Silent sinus syndrome is a rare condition of unilateral, progressive, painless enophthalmos and gradual deepening of the orbital floor in the absence of clinical sino-nasal inflammation. This condition occurs as a consequence of blockage of the osteomeatal complex [1,2]. Silent sinus syndrome may happen as a consequence of trauma [3,4]. In many cases the exact aetiology is not fully understood. In this case, there was no past history of trauma or maxillo-facial surgery.
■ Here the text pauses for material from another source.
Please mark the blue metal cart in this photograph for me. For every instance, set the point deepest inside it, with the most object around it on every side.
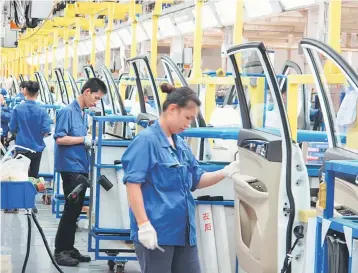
(337, 224)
Surgical intervention in the form of Functional Endoscopic Sinus Surgery is the treatment of choice to open the sinus ostium and aims to arrest further atelectasis and deformity by re-establishing ventilation and aeration of the maxillary sinus [5]. Balloon sinoplasty had also been advocated as a successful surgical option [6]. In our case, we performed unilateral functional endoscopic sinus surgery under general anaesthesia. Orbital floor reconstruction is recommended according to severity of diplopia and facial asymmetry [3,7].
In a retrospective case series review, endoscopic sinus surgery as the only surgical intervention led to improvement of enophthalmos in fourteen out of the sixteen cases reviewed with 2.6 years’ mean follow up period [5].

Conclusion

Silent sinus syndrome is a rare condition. Awareness of aetiology, presentation, radiological features and surgical management strategies are essential to avoid progressive facial asymmetry. Re-establishing ventilation of maxillary sinus is the main option to treat and arrest progression.